To use implementation add to core-site.xml following:
<property> <name>fs.swift.impl</name> <value>com.mirantis.fs.SwiftFileSystem</value> </property> <property> <name>fs.swift.block.impl</name> <value>com.mirantis.fs.block.SwiftBlockFileSystem</value> </property>
In MapReduce job specify following configs for OpenStack Keystone authentication:
conf.set("swift.auth.url", "http://172.18.66.117:5000/v2.0/tokens"); conf.set("swift.tenant", "superuser"); conf.set("swift.username", "admin1"); conf.set("swift.password", "password"); conf.setInt("swift.http.port", 8080); conf.setInt("swift.https.port", 443);
Additional information specified on github: https://github.com/DmitryMezhensky/Hadoop-and-Swift-integration
Addition of FixedLengthInputFormat and FixedLengthRecordReader in the org.apache.hadoop.mapreduce.lib.input package. These two classes can be used when you need to read data from files containing fixed length (fixed width) records. Such files have no CR/LF (or any combination thereof), no delimiters etc, but each record is a fixed length, and extra data is padded with spaces. The data is one gigantic line within a file. When creating a job that specifies this input format, the job must have the “mapreduce.input.fixedlengthinputformat.record.length” property set as follows myJobConf.setInt(“mapreduce.input.fixedlengthinputformat.record.length”,[myFixedRecordLength]);
Please see javadoc for more details.
Fix the https support in HsftpFileSystem. With the change the client now verifies the server certificate. In particular, client side will verify the Common Name of the certificate using a strategy specified by the configuration property “hadoop.ssl.hostname.verifier”.

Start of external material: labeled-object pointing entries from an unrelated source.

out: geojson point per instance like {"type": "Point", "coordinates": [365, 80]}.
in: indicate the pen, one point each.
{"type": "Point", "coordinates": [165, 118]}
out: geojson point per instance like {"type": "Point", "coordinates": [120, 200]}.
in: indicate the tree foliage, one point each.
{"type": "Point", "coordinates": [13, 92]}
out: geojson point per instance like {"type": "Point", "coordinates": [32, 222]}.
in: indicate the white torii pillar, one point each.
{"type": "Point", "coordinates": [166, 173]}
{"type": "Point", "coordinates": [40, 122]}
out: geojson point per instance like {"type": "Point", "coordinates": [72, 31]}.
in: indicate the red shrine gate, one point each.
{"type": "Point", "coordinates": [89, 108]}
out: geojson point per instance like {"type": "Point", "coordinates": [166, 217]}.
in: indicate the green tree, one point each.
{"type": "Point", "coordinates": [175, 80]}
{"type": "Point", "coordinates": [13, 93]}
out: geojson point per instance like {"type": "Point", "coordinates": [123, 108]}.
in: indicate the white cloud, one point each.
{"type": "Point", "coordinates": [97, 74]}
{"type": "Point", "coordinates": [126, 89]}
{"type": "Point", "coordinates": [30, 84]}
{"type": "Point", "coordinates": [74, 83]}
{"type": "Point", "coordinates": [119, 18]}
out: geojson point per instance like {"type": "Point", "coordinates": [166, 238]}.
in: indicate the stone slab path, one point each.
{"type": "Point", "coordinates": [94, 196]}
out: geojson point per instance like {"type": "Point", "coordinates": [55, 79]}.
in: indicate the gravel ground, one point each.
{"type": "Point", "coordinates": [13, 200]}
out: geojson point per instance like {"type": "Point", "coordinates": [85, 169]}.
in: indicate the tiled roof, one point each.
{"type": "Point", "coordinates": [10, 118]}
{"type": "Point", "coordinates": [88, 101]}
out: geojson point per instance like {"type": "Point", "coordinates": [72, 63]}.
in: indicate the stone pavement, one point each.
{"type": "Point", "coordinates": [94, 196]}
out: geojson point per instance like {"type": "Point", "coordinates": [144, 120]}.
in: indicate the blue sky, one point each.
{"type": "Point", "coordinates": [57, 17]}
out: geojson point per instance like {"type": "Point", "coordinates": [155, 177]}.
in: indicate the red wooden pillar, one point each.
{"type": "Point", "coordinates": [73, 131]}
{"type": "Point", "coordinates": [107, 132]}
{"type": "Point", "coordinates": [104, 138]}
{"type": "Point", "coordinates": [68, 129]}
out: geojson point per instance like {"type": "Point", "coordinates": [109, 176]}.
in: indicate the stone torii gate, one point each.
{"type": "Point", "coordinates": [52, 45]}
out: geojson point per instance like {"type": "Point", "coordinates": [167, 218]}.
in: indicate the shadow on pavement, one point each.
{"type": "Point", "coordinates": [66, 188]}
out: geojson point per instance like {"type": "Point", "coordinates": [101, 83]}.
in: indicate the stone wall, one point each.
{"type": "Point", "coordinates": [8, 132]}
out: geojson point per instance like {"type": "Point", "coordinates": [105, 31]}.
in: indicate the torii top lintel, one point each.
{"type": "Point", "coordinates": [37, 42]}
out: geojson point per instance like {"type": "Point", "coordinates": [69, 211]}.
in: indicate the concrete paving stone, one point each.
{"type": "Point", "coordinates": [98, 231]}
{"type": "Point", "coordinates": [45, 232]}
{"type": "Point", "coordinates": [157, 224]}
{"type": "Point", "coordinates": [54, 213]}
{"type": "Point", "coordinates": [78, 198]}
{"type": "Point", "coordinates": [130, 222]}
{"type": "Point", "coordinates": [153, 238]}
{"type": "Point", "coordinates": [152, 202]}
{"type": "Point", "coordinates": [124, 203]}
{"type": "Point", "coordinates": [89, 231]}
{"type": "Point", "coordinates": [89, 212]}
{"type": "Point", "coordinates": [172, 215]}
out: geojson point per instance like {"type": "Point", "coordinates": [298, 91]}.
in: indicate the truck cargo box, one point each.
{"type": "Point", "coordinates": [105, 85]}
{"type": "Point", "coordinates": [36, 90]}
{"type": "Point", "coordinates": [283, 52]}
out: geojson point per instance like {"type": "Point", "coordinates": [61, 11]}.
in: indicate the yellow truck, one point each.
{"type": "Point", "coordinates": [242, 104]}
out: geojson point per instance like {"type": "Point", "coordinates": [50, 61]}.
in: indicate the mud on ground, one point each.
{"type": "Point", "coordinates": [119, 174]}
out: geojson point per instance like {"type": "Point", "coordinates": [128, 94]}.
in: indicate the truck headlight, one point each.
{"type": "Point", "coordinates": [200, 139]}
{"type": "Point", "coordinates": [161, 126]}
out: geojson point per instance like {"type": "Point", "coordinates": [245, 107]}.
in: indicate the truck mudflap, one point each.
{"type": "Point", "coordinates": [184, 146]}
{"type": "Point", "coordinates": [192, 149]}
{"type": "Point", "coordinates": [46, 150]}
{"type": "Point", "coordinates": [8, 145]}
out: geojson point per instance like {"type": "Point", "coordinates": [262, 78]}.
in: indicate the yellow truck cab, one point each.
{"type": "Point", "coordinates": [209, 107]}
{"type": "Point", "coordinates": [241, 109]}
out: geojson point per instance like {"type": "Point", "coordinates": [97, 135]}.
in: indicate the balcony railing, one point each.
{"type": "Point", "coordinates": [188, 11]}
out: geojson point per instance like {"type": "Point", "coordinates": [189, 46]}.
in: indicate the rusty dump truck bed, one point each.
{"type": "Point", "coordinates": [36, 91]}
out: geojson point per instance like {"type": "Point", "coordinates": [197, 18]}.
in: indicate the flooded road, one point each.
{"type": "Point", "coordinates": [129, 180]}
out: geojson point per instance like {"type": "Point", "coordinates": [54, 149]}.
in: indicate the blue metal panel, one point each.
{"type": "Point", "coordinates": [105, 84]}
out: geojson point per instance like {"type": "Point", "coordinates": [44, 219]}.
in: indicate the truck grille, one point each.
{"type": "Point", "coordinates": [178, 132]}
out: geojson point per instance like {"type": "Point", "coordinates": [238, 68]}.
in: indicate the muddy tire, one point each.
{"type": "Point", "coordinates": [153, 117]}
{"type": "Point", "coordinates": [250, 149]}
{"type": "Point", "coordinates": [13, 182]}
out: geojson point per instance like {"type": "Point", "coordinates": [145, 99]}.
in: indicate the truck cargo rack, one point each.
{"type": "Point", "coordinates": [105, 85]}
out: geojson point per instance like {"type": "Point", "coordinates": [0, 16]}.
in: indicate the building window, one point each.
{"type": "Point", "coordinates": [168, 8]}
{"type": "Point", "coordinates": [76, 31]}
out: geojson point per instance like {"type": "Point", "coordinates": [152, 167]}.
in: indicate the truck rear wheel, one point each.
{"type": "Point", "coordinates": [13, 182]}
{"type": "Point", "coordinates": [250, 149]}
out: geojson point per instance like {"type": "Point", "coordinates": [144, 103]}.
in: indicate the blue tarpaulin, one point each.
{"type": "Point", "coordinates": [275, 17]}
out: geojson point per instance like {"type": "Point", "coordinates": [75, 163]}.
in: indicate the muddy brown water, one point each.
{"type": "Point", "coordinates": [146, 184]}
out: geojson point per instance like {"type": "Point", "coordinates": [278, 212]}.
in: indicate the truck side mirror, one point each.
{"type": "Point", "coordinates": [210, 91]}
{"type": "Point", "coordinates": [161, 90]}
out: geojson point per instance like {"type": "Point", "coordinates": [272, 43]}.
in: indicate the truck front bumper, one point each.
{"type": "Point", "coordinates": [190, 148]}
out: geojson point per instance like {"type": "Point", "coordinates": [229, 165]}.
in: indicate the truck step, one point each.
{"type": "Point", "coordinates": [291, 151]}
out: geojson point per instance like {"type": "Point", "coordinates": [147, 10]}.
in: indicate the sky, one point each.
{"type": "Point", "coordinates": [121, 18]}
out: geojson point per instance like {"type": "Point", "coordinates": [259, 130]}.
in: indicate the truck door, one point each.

Direct Bytebuffer decompressors for Zlib (Deflate & Gzip) and Snappy
libhdfs now returns correct codes in errno. Previously, due to a bug, many functions set errno to 255 instead of the more specific error code.
Add new HTTP policy configuration. Users can use “dfs.http.policy” to control the HTTP endpoints for NameNode and DataNode. Specifically, The following values are supported: - HTTP_ONLY : Service is provided only on http - HTTPS_ONLY : Service is provided only on https - HTTP_AND_HTTPS : Service is provided both on http and https
hadoop.ssl.enabled and dfs.https.enabled are deprecated. When the deprecated configuration properties are still configured, currently http policy is decided based on the following rules: 1. If dfs.http.policy is set to HTTPS_ONLY or HTTP_AND_HTTPS. It picks the specified policy, otherwise it proceeds to 2~4. 2. It picks HTTPS_ONLY if hadoop.ssl.enabled equals to true. 3. It picks HTTP_AND_HTTPS if dfs.https.enable equals to true. 4. It picks HTTP_ONLY for other configurations.
Add a new configuration property “dfs.webhdfs.user.provider.user.pattern” for specifying user name filters for WebHDFS.
Makes the retries and time between retries getting the length of the last block on file configurable. Below are the new configurations.
dfs.client.retry.times.get-last-block-length dfs.client.retry.interval-ms.get-last-block-length
They are set to the 3 and 4000 respectively, these being what was previously hardcoded.
Add a new editlog record (OP_ADD_BLOCK) that only records allocation of the new block instead of the entire block list, on every block allocation.